Elisabeth Rank, Und im Zweifel für dich selbst, Seite 98, 2010
Heute gibt es - mit der markanten Ausnahme des Schlafs - nur noch sehr wenige Zeiten, die nicht von Arbeit, Konsum oder Vermarktung durchdrungen und vereinnahmt wären.
Jonathan Crary, Vom Schlaf (via Le Monde Diplomatique), Juni 2014
Ich glaube, dass die Moral sozusagen das Gleichgewicht der gleichzeitigen Existenz bedeutet.
Haruki Murakami, Der Elefant verschwindet, Scheunenabbrennen, Seite 128, 1993
[Das Gewohnte] ist ja subjektiv meist noch hemmender als das Mächtige, indem es sich unaufhörlicher und darum weniger pathetisch darstellt; indem es das Bewusstsein des Widerspruchs betäubt, den Anlass zum Mut herabsetzt.
Ernst Bloch, Freiheit und Ordnung, Abriss der Sozialutopien, Seite 17, 1959
…weil in jeder Möglichkeit, die wir haben, immer auch schon der Verlust steckt.
Elisabeth Rank, Bist du noch wach?, Seite 205, 20??

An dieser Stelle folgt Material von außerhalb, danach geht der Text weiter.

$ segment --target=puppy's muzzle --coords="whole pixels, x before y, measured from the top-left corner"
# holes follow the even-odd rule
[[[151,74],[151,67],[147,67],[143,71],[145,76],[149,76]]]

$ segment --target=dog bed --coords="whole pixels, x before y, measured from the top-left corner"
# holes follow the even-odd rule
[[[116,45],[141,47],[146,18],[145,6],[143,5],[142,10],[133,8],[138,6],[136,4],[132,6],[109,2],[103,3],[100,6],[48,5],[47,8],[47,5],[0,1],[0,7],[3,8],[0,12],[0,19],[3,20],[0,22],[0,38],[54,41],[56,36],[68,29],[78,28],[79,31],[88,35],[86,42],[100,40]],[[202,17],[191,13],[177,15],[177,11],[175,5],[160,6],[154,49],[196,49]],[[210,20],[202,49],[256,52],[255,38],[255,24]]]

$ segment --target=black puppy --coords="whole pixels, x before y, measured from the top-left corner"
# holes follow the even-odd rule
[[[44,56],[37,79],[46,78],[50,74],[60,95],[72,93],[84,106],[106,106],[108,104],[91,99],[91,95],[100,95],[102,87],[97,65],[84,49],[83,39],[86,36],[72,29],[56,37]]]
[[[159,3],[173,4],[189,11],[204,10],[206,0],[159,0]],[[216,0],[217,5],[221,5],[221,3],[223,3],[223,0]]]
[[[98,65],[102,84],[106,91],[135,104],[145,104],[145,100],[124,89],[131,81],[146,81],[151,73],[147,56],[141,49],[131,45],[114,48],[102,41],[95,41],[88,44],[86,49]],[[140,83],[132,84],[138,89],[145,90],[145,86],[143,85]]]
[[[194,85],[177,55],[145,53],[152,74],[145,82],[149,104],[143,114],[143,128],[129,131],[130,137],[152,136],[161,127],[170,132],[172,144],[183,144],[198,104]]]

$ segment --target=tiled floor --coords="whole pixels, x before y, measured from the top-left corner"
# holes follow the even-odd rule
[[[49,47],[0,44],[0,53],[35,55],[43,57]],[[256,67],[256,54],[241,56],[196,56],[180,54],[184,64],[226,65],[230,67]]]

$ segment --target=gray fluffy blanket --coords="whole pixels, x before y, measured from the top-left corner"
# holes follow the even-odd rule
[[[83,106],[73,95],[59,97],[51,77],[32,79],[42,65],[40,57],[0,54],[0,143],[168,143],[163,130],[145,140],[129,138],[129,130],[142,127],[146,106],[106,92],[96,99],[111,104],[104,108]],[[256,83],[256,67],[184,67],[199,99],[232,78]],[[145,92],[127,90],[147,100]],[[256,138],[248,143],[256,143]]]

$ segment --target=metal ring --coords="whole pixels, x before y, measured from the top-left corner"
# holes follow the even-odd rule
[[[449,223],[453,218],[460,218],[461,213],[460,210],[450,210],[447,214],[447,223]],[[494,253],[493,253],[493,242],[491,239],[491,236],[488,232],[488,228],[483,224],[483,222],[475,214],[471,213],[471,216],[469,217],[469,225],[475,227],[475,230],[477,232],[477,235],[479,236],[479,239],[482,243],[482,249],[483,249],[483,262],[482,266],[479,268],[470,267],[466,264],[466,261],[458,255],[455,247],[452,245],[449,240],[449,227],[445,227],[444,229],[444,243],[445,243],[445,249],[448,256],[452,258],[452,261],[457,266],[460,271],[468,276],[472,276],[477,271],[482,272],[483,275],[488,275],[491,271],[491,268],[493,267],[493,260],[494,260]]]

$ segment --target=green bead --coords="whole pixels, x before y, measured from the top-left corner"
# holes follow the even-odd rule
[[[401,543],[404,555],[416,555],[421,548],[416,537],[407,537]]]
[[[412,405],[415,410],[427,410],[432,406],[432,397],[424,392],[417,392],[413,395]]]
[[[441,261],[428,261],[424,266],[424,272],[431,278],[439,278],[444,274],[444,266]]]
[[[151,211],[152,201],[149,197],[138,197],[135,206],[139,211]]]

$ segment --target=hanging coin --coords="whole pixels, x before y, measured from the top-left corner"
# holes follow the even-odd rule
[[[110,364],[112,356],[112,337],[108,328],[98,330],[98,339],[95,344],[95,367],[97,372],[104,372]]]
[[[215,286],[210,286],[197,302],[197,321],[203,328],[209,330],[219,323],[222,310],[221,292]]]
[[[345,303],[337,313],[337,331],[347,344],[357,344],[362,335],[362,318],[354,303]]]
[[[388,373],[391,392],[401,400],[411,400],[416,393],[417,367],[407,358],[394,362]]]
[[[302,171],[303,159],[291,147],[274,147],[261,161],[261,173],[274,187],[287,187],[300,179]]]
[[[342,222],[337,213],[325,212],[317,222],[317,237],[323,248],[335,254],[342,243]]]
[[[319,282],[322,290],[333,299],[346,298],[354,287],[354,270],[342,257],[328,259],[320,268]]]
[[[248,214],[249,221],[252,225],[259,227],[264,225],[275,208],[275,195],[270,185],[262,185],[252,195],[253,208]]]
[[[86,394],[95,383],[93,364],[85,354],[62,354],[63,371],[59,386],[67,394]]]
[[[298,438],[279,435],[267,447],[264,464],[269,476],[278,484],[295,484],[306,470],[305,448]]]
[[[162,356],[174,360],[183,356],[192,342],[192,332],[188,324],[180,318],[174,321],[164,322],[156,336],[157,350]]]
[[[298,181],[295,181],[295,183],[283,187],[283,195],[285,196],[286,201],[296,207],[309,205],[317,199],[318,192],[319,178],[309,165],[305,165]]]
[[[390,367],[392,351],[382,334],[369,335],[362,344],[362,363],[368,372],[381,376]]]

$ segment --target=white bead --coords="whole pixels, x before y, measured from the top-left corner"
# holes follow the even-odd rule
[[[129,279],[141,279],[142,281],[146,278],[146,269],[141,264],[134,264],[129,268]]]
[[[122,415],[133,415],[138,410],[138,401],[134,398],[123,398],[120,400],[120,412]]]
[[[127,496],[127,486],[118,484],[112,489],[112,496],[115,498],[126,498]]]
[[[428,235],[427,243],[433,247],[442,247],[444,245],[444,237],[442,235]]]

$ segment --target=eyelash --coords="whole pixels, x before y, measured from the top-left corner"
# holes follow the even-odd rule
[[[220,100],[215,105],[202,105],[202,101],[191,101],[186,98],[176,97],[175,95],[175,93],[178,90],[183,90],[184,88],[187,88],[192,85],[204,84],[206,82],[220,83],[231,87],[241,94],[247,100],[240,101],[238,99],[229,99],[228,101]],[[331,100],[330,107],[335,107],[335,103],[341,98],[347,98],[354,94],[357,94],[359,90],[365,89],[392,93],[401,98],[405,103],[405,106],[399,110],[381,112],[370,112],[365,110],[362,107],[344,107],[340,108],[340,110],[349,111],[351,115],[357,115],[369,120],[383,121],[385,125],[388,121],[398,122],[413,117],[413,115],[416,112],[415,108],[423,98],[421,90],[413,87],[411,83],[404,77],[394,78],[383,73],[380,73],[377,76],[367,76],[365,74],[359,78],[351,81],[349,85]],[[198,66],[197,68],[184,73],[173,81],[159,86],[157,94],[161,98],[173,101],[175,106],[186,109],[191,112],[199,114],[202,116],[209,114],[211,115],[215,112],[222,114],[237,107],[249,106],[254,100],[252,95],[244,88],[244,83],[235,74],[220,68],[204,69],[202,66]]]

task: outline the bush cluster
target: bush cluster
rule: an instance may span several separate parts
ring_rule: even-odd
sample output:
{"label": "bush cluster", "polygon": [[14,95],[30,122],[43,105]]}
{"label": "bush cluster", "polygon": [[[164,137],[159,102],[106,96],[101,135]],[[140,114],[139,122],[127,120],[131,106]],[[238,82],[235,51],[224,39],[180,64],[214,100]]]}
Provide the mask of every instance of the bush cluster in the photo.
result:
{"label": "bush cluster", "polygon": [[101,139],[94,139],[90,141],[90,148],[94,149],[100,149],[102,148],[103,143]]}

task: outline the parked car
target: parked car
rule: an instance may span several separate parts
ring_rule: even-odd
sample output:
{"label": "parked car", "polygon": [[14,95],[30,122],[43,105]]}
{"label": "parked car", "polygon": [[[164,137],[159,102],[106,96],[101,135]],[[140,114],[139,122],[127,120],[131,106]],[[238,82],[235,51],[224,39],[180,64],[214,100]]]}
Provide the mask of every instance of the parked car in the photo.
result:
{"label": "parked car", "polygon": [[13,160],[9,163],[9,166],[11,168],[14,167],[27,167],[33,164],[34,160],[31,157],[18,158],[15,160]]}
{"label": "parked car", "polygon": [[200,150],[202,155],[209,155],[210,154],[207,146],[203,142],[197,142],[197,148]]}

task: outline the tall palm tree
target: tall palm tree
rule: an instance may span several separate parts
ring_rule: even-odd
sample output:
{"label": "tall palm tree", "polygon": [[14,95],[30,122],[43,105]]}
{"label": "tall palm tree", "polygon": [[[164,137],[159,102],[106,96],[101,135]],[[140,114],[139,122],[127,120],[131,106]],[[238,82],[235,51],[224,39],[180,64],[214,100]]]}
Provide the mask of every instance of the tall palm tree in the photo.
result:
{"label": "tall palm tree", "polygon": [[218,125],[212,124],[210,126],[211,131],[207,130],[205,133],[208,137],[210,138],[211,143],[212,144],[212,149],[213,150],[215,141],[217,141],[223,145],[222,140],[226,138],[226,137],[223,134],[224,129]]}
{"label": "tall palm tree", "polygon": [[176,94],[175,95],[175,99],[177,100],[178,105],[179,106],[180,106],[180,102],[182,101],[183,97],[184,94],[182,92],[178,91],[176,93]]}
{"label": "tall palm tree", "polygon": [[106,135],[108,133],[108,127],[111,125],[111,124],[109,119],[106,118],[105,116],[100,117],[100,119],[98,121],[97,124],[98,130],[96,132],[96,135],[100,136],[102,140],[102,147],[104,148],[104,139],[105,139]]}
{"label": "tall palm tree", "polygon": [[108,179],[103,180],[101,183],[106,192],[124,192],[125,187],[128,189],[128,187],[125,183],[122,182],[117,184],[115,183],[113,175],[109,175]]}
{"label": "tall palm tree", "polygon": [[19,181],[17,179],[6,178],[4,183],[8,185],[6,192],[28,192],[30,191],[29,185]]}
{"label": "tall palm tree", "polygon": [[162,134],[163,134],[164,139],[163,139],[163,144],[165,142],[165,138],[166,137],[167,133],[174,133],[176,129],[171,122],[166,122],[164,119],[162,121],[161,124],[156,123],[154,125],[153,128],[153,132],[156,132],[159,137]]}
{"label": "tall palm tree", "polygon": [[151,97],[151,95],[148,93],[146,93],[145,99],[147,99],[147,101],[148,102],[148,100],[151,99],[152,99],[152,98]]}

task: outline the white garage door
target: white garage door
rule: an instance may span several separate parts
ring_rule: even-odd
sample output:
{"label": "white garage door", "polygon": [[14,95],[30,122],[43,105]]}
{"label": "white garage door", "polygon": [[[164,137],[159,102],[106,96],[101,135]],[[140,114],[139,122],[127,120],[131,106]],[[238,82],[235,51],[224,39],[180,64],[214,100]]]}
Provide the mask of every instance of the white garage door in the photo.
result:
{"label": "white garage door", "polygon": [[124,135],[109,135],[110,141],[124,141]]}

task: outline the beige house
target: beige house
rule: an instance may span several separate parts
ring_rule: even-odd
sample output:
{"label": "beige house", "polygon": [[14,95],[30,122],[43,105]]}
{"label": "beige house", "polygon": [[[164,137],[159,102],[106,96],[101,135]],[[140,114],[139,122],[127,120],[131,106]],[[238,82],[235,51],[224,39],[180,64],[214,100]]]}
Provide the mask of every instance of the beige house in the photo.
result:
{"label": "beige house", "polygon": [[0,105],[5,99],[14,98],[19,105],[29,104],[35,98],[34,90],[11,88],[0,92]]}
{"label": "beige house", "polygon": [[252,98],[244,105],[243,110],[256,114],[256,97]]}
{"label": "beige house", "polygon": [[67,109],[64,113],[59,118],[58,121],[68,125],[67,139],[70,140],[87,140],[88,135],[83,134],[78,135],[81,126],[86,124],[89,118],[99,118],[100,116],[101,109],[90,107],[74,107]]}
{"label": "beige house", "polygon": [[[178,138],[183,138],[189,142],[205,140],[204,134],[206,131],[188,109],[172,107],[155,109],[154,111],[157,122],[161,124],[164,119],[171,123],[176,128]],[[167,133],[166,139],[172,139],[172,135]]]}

Wir suchen nach den Menschen, die uns begegnen, nicht wahr?
Astrid Rosenfeld, Adams Erbe, Seite 166, 2011
Freiheit bedeutet nicht Unabhängigkeit. Man ist immer von irgendwem oder irgendwas abhängig. Freiheit bedeutet Furchtlosigkeit. Sich nicht zu fürchten ist die einzige Freiheit, die wir jemals erlangen können.
Astrid Rosenfeld, Adams Erbe, Seite 160, 2011
Lösen wir uns auf, wenn uns niemand mehr sagt, wer wir sind, oder werden wir erst dann zu dem, was wir eigentlich sein sollten?
Astrid Rosenfeld, Adams Erbe, Seite 107, 2011
Man kann eine ganze Menge kaputtmachen, indem man bestimmte Dinge nicht tut.
Astrid Rosenfeld, Adams Erbe, Seite 13, 2011
Viele Länder durchstreifen, heißt kein Land zu eigen haben.